His mistake is opening his eyes.
“Rose,” he gasps as the gravity of how wrong this is hits him, “I—we don’t—we have to—stop!”
She springs away immediately, curling in on herself at the foot of the bed. “Sorry,” she whispers, terrified, and he watches her eyes become guarded and blank as she masks her hurt in order to make him feel better. (It’s a look he’s well acquainted with.) He wonders for the thousandth time what he ever did to deserve her, and tries to catch his breath.
“No no no! I’m sorry, I’m so sorry; it’s not that,” he soothes, reaching for her hand. “I promise it’s not. It’s just…”
He clears his throat and glances to their right. “…the Face of Boe is staring at us.”
They spend the rest of the day in bed. There are a lot of apologies (on his part) and several unintended bruises (on hers; hence his apologies), a lot of laughter between them and very few breaks for anything but lunch. (“I’m sorry,” she’d said with a smirk after he’d suggested a short breather, guiding his hand down her stomach to points unknown, “Did you have someone better to do today?”)
All in all, it was rather exhausting.
From his spot on her bed, he has a perfect view of the moon through her window. It’s a small but undeniable sliver shy of being full, which seems only fitting. (Still a truly rubbish wolf, after all this time.)
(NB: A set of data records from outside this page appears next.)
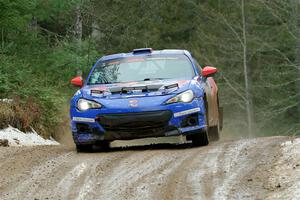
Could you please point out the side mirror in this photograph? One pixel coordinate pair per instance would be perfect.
(77, 81)
(208, 71)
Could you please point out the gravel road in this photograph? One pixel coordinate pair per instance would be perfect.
(261, 168)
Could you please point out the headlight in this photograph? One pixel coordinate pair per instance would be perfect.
(83, 104)
(184, 97)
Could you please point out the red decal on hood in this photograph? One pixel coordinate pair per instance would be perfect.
(182, 83)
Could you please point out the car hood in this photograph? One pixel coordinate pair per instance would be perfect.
(135, 89)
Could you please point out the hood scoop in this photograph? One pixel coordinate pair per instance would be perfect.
(157, 89)
(142, 88)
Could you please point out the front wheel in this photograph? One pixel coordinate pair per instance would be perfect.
(200, 139)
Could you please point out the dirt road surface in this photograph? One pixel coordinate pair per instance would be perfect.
(261, 168)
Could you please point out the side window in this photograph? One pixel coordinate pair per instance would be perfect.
(199, 69)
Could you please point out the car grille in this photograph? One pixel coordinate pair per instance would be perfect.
(135, 125)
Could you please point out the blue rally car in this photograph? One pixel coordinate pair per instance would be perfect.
(145, 93)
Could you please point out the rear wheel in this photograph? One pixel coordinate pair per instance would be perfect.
(214, 133)
(84, 148)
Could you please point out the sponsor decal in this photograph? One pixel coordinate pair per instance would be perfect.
(186, 112)
(182, 82)
(133, 103)
(83, 119)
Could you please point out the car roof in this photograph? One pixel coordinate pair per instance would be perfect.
(153, 52)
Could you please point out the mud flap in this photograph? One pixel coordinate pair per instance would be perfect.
(221, 117)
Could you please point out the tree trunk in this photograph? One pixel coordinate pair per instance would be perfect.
(296, 29)
(78, 24)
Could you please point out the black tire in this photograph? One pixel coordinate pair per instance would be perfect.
(103, 146)
(200, 139)
(84, 148)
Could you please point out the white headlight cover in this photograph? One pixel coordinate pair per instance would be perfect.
(184, 97)
(84, 104)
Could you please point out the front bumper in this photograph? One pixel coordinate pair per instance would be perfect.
(168, 120)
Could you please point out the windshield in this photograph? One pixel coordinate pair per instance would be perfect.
(142, 68)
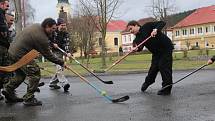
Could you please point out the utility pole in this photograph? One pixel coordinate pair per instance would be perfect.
(18, 23)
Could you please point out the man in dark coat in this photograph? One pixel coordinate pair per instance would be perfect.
(61, 39)
(161, 48)
(4, 40)
(35, 37)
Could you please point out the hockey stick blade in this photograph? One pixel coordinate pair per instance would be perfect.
(122, 99)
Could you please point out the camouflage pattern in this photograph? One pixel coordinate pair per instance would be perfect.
(3, 62)
(32, 71)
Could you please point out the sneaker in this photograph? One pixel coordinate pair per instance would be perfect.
(11, 97)
(54, 86)
(32, 102)
(144, 87)
(66, 87)
(163, 92)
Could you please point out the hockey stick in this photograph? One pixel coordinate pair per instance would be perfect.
(116, 62)
(101, 92)
(106, 82)
(47, 70)
(185, 76)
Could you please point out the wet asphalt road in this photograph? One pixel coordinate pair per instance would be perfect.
(193, 99)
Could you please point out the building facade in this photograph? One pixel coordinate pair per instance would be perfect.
(196, 30)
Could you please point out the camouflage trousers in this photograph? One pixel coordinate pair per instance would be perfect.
(31, 72)
(59, 76)
(3, 62)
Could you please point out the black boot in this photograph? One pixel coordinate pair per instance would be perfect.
(32, 102)
(66, 87)
(166, 91)
(11, 97)
(144, 87)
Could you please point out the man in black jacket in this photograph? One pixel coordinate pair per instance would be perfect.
(4, 40)
(61, 39)
(161, 48)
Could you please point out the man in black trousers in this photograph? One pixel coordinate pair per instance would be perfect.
(161, 48)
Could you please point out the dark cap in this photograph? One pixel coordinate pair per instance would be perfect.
(60, 21)
(3, 0)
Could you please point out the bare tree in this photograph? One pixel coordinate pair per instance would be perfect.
(162, 8)
(101, 12)
(83, 30)
(24, 13)
(29, 11)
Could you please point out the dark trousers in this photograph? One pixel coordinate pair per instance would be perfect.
(161, 63)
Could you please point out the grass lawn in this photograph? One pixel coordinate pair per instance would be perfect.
(140, 62)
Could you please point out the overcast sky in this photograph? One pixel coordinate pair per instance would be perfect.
(129, 9)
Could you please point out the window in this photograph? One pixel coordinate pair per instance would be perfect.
(207, 29)
(129, 38)
(100, 41)
(192, 31)
(200, 30)
(125, 38)
(197, 44)
(116, 41)
(177, 33)
(184, 32)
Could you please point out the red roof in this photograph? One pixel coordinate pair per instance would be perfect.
(116, 25)
(200, 16)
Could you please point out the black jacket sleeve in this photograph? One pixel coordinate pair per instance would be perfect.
(213, 58)
(3, 25)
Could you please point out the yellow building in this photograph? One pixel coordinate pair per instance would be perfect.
(197, 30)
(113, 39)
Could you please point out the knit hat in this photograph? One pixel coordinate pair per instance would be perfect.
(60, 21)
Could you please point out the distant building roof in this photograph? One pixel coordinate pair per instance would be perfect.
(146, 20)
(200, 16)
(116, 26)
(63, 1)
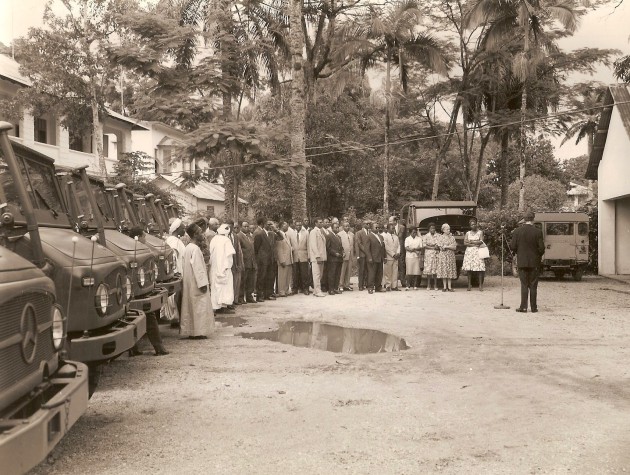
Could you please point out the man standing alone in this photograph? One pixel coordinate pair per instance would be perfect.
(528, 245)
(317, 255)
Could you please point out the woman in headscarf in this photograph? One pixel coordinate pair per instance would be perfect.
(431, 250)
(472, 262)
(447, 267)
(221, 279)
(413, 260)
(196, 319)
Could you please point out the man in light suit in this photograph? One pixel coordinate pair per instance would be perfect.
(392, 253)
(334, 250)
(529, 246)
(284, 257)
(361, 242)
(299, 244)
(375, 257)
(347, 241)
(317, 255)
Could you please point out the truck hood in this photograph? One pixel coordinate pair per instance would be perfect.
(60, 240)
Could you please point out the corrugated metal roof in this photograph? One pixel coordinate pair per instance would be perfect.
(10, 70)
(202, 189)
(617, 96)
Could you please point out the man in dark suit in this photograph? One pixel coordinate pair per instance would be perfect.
(361, 244)
(334, 255)
(529, 246)
(263, 251)
(249, 265)
(375, 256)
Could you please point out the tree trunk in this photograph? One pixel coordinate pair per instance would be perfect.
(298, 109)
(442, 153)
(505, 167)
(388, 90)
(97, 133)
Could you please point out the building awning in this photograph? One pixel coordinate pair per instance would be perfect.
(617, 96)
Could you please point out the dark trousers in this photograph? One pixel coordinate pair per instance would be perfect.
(375, 275)
(248, 279)
(300, 276)
(333, 272)
(529, 286)
(262, 286)
(363, 272)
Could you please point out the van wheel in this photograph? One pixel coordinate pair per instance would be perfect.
(94, 377)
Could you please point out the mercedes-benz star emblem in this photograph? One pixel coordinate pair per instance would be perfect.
(29, 332)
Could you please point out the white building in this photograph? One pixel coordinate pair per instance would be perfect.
(46, 135)
(161, 142)
(610, 164)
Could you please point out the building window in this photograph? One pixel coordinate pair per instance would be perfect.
(41, 130)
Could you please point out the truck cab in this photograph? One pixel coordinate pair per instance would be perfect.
(418, 214)
(90, 220)
(566, 243)
(129, 213)
(41, 394)
(90, 281)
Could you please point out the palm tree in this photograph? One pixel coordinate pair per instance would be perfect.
(391, 36)
(527, 20)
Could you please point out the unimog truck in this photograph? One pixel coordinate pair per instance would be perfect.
(90, 281)
(41, 394)
(90, 220)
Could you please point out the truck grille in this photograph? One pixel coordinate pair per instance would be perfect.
(13, 368)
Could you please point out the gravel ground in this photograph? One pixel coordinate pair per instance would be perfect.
(479, 391)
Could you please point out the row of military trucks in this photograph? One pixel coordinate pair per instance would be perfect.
(75, 291)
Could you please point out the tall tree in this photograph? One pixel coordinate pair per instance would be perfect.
(391, 36)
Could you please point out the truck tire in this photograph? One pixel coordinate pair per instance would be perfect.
(94, 377)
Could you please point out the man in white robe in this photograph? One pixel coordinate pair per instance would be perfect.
(196, 319)
(221, 279)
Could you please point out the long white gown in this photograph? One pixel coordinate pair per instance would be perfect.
(221, 278)
(196, 318)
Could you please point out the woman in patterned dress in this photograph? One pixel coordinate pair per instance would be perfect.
(431, 250)
(447, 268)
(472, 262)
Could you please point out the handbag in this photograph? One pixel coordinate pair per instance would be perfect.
(484, 251)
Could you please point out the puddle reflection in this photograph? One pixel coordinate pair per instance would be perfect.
(323, 336)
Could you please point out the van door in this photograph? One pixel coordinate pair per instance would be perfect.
(560, 241)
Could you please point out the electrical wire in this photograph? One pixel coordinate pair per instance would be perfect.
(399, 142)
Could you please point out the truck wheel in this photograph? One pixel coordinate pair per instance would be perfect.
(94, 376)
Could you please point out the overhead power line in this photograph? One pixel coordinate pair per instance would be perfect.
(398, 142)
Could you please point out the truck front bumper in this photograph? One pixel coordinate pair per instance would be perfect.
(151, 303)
(173, 285)
(106, 343)
(30, 440)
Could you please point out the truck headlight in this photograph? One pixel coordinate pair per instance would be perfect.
(59, 331)
(141, 277)
(101, 299)
(128, 288)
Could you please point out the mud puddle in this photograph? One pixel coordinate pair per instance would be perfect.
(326, 337)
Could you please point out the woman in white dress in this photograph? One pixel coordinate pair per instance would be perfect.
(472, 262)
(431, 251)
(413, 260)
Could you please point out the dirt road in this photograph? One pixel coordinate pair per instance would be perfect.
(479, 391)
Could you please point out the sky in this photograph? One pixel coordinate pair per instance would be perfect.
(606, 27)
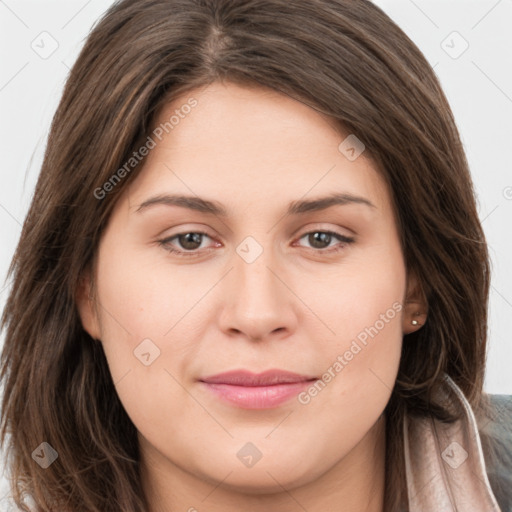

“I should go,” he murmurs, stroking her back. (He doesn’t say: I should go home, because that’s absolutely not what he means.) She’s silent, but for her gentle breathing. He shakes her. “Rose.”
“Don’t fall asleep yet,” he says fondly. “I have to go. Your mom will be back in the morning. She can’t find me here.”
He smiles. “That means you have to get off me.”
“Oh. Right.” She settles further into him. “Am I up yet?”
“How ‘bout now?”
“Sorry; too much effort. I guess you’ll… jus’… havta… stay…” she mumbles, drifting off. He brushes her hair off her forehead.
“…love you…” she breathes, cuddling into his chest.
He kisses the crown of her head. “Quite right, too.”
He can feel her frown into his skin, and she hitches herself up on her elbows to give him a peeved look. Her eyes are still drowsily half-closed, her hair is a mess, and he can’t help it—he laughs, suddenly full to bursting with affection for this sex-rumpled, pink-and-yellow girl. “Does it really need saying?” he asks, infinitely amused.
She pokes him in the rib, more awake by the second. “Yes!”
“Okay, okay. I’m sorry. Rose Tyler, I—”
Downstairs the front door clicks, and everything freezes as the sound of a key turning in a lock echoes, amplified, through her whole room.
“Is that your mother…?” he hisses; his voice gets drowned out by the unmistakable voice of Jackie Tyler shouting from the front hall.
“Rose? I’m home early! Where are you, sweetheart?”
Suddenly not the least bit sleepy, Rose leaps off of him, grabbing him by the hand. “We’re not home!” she says, pushing him towards the closet.
“But the TARDIS—”
“We went on a walk.”
“But my suit—”
Whipping her head back, she sees his unmistakable pinstripes crumpled on the floor. Cursing, she runs back and kicks it under her bed—with an urgent “go go go go go go,” she gets the closet door closed behind them just as Jackie enters.
“Rose…?” she calls, looking around.
Seeing the Doctor’s lips twitch, Rose shoves her hand over his mouth, her eyes a warning: do not laugh. He crushes his palm against her lips in retaliation.
“Where is that girl?” wonders Jackie. And then, miraculously, she’s gone.
Rose heaves a sigh of relief and leans against her wall. “Never a dull day at the Tyler household.”
He grins and wraps her in a hug. Squished into him as she is, she just barely hears him whisper against her hair, “I’m so glad I met you.”
She presses her smile into the hollow of his neck. “Me, too.”